[asterisk-dev] Better pattern matching
Kurt Lidl
kurt.lidl at cello.com
Thu Aug 2 15:10:08 CDT 2007
Steve Murphy wrote:
> On Thu, 2007-08-02 at 13:09 -0400, Kurt Lidl wrote:
>> Vasil Kolev wrote:
>>> В ср, 2007-08-01 в 16:08 -0600, Steve Murphy написа:
>>>
>>>> We might be able to extend the current algorithm to handle a few more
>>>> simple cases without resorting to such huge machinery. We shall see.
>>>>
>>> Going through this thread, I'm thinking - regular expressions are parsed
>>> to finite state machines, and it shouldn't be hard (for some values of
>>> hard, I have to brush on my discrete maths memories) to build one
>>> automaton to handle the full dialplan for a context and to be able on
>>> each digit to cut the possible places to go. There's some stuff that
>>> can't be done this way for sure (as we all know, all kind of weird shit
>>> is possible with regex), but at least the current syntax can get a bit
>>> extended, and probably a lot of IVRs simplified.
>> The data structure that you're grasping for is the 'trie':
>> http://en.wikipedia.org/wiki/Trie
>>
>> At a previous job, one of my developers wrote a regex -> trie generator,
>> so we could do high-speed lookups of prefix and suffix matches on
>> usernames coming into a radius proxy. Once we finally got it debugged,
>> it was amazingly fast. For that particular appplication we had several
>> hundred prefix and suffix patterns, and generated one giant tree to
>> handle them all.
>>
>> This was pretty slow to generate. So we did the work in a helper
>> program, and wrote the binary trie into a disk file. The main app
>> would stat() the file periodically, and if it was newer than
>> the last one read in, just suck the entire thing into memory, and
>> change the pointer to the root of the trie. I guess we called
>> free on the old one. Seamless, fast and worked extremely well...
>>
>> Generating one trie per context would probably work really well.
>>
>> -Kurt
>>
>
> Kurt--
>
> Yes, what I did in fast-ast is, according to definition, a trie.
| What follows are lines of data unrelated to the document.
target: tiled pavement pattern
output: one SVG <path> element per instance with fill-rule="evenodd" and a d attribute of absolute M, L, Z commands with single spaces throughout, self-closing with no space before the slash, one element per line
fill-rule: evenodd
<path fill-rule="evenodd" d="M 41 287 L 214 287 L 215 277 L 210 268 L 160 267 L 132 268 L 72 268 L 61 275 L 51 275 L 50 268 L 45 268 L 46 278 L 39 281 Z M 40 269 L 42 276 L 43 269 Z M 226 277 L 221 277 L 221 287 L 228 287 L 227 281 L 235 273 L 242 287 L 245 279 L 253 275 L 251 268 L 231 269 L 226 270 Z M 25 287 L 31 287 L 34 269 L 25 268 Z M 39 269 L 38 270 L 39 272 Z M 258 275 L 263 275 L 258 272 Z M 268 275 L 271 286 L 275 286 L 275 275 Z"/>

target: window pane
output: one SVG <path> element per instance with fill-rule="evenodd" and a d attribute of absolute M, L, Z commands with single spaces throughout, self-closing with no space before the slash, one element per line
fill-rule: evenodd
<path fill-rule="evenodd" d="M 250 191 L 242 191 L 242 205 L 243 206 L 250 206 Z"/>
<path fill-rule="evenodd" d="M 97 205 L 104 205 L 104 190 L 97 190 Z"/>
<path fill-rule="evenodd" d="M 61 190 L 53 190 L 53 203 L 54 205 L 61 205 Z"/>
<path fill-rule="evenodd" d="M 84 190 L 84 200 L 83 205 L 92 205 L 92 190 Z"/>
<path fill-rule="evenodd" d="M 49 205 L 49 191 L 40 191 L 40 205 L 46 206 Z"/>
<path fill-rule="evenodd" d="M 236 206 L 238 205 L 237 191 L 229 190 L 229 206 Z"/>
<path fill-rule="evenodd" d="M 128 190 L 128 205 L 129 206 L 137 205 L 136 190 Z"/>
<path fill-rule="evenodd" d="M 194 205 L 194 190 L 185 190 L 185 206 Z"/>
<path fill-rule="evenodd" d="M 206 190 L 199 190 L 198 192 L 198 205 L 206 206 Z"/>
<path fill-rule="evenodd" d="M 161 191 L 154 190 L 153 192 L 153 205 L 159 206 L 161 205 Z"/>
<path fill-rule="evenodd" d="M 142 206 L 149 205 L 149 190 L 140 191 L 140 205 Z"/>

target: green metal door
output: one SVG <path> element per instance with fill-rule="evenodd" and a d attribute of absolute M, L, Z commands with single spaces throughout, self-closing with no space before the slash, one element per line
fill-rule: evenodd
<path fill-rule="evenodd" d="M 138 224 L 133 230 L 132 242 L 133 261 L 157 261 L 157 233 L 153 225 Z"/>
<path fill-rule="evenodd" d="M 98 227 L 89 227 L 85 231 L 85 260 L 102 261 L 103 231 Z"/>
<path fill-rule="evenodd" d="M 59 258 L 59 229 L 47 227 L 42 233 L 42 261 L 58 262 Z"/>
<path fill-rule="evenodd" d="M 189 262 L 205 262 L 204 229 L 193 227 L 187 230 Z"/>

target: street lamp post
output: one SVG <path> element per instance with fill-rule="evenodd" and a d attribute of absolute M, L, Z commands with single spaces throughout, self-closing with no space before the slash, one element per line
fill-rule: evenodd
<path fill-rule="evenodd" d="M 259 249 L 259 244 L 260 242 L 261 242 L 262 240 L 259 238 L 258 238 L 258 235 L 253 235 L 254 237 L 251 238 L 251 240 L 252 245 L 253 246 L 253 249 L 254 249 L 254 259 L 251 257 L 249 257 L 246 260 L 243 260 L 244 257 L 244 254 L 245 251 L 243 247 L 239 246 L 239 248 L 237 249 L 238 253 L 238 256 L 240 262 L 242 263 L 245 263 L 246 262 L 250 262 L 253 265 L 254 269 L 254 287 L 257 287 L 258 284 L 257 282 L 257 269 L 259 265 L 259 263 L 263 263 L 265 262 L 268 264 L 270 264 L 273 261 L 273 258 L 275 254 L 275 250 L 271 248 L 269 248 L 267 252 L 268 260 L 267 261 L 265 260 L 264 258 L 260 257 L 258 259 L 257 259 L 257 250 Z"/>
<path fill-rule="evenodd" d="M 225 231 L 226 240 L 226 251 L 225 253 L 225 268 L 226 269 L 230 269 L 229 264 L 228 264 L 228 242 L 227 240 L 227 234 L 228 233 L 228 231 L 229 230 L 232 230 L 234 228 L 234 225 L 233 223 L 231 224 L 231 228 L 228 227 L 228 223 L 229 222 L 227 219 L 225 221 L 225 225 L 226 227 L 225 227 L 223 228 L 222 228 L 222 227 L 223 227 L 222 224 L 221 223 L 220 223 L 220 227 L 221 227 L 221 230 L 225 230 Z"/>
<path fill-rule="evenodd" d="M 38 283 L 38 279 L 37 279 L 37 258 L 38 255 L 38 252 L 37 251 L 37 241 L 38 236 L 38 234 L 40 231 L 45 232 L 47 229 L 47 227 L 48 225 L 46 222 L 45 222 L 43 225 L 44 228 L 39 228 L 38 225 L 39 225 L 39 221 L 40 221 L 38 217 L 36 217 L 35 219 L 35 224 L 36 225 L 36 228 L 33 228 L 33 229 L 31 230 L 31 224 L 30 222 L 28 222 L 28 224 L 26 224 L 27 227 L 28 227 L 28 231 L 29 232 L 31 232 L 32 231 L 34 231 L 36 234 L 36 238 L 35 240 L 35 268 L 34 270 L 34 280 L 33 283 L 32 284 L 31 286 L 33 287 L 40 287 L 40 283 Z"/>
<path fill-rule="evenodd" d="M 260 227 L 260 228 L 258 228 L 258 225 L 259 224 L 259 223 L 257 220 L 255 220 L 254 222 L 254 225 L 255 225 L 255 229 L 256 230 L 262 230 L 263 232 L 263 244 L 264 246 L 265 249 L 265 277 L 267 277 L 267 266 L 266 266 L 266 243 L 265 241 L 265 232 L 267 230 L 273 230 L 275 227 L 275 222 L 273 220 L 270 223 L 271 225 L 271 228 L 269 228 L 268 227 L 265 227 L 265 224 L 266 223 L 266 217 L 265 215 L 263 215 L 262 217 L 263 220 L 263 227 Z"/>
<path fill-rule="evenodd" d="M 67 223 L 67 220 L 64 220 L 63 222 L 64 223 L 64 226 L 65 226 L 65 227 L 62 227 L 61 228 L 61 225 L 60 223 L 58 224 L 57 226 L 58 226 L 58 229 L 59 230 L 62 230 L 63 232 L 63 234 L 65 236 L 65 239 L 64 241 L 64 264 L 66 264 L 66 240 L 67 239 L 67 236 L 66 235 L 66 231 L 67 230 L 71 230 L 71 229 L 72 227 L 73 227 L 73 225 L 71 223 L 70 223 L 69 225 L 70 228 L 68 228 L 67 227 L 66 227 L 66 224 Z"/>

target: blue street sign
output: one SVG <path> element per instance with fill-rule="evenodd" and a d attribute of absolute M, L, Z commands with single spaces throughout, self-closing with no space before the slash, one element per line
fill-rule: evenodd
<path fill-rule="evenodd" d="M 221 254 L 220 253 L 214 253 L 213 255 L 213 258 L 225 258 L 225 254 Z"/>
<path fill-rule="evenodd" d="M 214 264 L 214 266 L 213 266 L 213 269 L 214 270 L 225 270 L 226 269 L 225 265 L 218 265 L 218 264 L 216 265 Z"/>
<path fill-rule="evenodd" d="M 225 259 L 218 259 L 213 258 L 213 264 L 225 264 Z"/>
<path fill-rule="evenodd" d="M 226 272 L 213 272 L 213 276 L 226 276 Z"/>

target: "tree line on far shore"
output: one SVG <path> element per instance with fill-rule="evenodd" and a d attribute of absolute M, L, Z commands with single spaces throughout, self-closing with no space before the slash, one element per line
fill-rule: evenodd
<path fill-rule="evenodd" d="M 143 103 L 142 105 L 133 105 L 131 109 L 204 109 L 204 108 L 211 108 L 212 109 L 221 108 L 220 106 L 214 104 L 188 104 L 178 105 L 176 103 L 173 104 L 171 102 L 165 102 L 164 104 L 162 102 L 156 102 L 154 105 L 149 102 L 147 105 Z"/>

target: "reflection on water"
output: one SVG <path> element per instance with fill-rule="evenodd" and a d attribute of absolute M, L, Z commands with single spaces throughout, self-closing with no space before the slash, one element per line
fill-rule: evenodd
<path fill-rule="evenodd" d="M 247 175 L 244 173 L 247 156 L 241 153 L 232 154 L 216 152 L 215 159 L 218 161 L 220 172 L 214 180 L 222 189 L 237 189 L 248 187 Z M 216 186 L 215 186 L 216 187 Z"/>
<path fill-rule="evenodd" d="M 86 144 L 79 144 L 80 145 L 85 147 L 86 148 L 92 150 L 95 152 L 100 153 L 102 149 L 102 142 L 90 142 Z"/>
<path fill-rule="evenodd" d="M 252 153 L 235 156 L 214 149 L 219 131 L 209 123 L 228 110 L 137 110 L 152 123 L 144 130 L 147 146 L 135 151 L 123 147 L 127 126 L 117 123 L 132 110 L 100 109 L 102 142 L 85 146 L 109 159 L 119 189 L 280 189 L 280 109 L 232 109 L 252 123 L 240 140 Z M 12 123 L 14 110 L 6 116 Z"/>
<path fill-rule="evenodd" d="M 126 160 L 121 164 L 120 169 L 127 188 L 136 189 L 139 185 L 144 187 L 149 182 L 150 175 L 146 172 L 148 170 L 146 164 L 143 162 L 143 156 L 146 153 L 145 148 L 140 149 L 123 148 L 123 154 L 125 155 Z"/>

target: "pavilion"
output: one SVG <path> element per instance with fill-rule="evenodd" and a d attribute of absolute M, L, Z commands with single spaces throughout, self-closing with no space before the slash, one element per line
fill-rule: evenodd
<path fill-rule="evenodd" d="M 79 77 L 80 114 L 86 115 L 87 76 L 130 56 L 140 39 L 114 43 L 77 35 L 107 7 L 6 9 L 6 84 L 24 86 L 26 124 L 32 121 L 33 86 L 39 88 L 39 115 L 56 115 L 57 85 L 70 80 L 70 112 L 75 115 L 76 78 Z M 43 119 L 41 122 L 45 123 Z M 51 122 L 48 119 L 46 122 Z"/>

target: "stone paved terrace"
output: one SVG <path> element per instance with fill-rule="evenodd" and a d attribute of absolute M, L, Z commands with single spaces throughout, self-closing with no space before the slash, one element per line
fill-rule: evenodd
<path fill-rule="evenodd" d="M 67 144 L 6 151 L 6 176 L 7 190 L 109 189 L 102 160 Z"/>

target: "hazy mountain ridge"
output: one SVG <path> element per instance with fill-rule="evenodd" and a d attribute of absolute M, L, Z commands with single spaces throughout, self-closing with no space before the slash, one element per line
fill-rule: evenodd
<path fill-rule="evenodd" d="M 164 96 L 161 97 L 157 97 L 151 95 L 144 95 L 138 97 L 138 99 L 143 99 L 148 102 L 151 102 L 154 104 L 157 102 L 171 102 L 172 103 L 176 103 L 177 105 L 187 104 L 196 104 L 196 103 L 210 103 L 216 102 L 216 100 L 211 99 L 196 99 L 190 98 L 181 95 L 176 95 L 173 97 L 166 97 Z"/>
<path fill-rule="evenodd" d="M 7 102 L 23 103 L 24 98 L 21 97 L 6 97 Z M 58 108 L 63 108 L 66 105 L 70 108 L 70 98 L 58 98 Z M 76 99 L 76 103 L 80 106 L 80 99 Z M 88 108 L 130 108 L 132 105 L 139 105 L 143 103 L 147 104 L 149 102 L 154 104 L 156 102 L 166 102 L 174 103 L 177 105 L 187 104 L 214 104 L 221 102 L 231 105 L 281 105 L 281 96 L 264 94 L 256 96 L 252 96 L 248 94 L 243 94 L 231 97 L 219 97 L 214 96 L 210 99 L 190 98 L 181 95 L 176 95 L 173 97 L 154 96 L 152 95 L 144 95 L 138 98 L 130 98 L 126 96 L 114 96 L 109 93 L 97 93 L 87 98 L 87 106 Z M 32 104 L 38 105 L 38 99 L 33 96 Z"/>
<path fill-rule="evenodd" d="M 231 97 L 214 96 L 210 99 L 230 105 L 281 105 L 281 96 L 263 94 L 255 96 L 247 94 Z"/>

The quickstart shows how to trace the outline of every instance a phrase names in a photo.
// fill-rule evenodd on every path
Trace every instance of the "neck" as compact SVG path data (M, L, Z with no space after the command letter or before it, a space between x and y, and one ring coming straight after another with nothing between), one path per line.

> And, yes, one per context. And, yes, it works really well.
>
> No, it's not a binary tree. But that's not a requirement.
I wasn't trying to suggest that this was necessary or required. I
was just pointing out for our application of yesteryear, running on
the machines we had at the time, using the input regular expressions
that we needed to support we had to go the route of doing "off-line"
trie calculation.
As I recall it took on the order of 5 to 10 minutes to generate
the trie for our application. Which was an unacceptable delay
whenever the prefix/suffix table changed (about once a week)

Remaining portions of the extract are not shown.